Vince Cable defends Royal Mail sale price to MPs
The Business Secretary Vince Cable has rejected claims that the government sold off Royal Mail too cheaply.
Mr Cable and Business Minister Michael Fallon were questioned by the House of Commons Business Committee over whether the government could have achieved better value for money in the sale.
"We don't apologise for it and we don't regret it," Mr Cable told MPs.
Royal Mail's share price has risen by almost 90% since the first day of trading in October last year.
"Hindsight is a wonderful thing," Mr Cable told the committee, "but on the basis of facts we had, the information we had, the knowledge we had of the company, this was a successful transaction".
The government initially priced Royal Mail shares at 330p each.

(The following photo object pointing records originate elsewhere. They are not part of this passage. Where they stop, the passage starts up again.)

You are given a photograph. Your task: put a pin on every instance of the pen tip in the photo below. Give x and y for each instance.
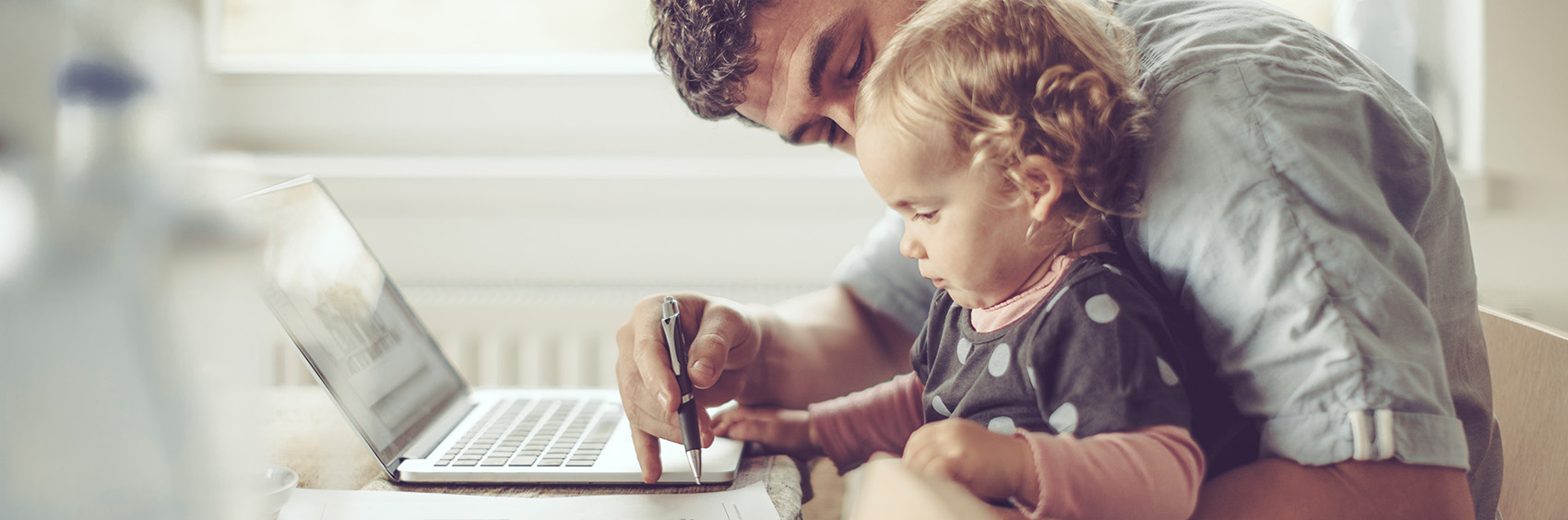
(696, 464)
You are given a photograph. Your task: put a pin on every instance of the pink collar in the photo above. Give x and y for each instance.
(1010, 311)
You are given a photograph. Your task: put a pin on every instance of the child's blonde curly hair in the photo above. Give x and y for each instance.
(1007, 78)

On the first day of trading on the stock market, the shares closed at 489p, and have soared 87% since, leading to claims that the company was sold off at too cheap a price.
Shares are now trading at approximately 521p.
Critics also say the share sale has allowed big banks and financial speculators to make a quick profit.
A report by the National Audit Office found that ministers in charge of the privatisation were too cautious when setting the sale price.
But ministers blamed the spectre of industrial action by Royal Mail employees for pricing the shares at 330p for the initial public offering.
The poor state of the world economy was also a factor, they said.
Mr Fallon told MPs: "Had we got a pay deal on time from 1 April last year and had a settled industrial relations climate, it's wholly possible we could have achieved a higher price."
'Fact of life'
Labour committee member Katy Clark asked if some large institutional investors had made a quick profit by selling out so quickly.
"It is just a fact of life, that is the way financial markets work," Mr Cable replied.
Mr Cable admitted he was "uncomfortable" with the notion of investors making short-term gains and that ministers may look at different ways to sell off public assets in future.
He also refused to name a group of so-called "priority investors", given a large allocation of shares with the aim of creating a stable, long-term shareholder base, but said he would pass a confidential list to MPs.
Some of the investors have sold part or all of their holding in Royal Mail.